Reputation: 7898
Given a string with a date in an unknown format and other text, how can I separate the two?
>>dparser.parse("monkey 2010-07-10 love banana",fuzzy=True)
datetime.datetime(2010, 7, 10, 0, 0)
from Extracting date from a string in Python is a step in the right direction, but what I want is the non-date text, for example:
date = 2010-07-10
str_a = 'monkey', str_b = 'love banana'
If the date string didn't have spaces in it, I could split the string and test each substring, but how about 'monkey Feb 20, 2015 loves 2014 bananas'
? 2014
and 2015
would both "pass" parse(), but only one of them is part of a date.

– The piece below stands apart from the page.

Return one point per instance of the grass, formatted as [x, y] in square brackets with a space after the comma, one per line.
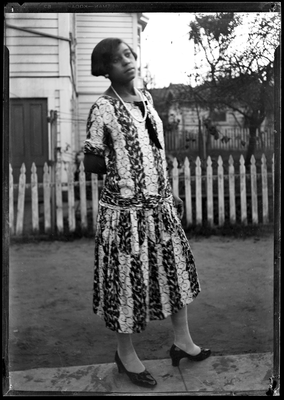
[237, 231]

EDIT: there doesn't seem any reasonable way to deal with 'monkey Feb 20, 2015 loves 2014 bananas'
That leaves 'monkey Feb 20, 2015 loves bananas'
or 'monkey 2/20/2015 loves bananas'
or 'monkey 20 Feb 2015 loves 2014 bananas'
or other variants as things parse() can deal with.
Upvotes: 1
Views: 518
Reputation: 107287
You can use regex to extract the words , and for get ride of month names you can check that your strings not in calendar.month_abbr
and calendar.month_name
:
>>> import clalendar
>>> def word_find(s):
... return [i for i in re.findall(r'[a-zA-Z]+',s) if i.capitalize() not in calendar.month_name and i.capitalize() not in calendar.month_abbr]
Demo:
>>> s1='monkey Feb 20, 2015 loves 2014 bananas'
>>> s2='monkey Feb 20, 2015 loves bananas'
>>> s3='monkey 2/20/2015 loves bananas'
>>> s4='monkey 20 Feb 2015 loves 2014 bananas'
>>> print word_find(s1)
['monkey', 'loves', 'bananas']
>>> print word_find(s2)
['monkey', 'loves', 'bananas']
>>> print word_find(s3)
['monkey', 'loves', 'bananas']
>>> print word_find(s4)
['monkey', 'loves', 'bananas']
and this :
>>> s5='monkey 20 January 2015 loves 2014 bananas'
>>> print word_find(s5)
['monkey', 'loves', 'bananas']
Upvotes: 1
Reputation: 414129
To find date/time in a natural language text and to return their positions in the input text and thus allowing to get non-date text:
#!/usr/bin/env python
import parsedatetime # $ pip install parsedatetime
cal = parsedatetime.Calendar()
for text in ['monkey 2010-07-10 love banana',
'monkey Feb 20, 2015 loves 2014 bananas']:
indices = [0]
for parsed_datetime, type, start, end, matched_text in cal.nlp(text) or []:
indices.extend((start, end))
print([parsed_datetime, matched_text])
indices.append(len(text))
print([text[i:j] for i, j in zip(indices[::2], indices[1::2])])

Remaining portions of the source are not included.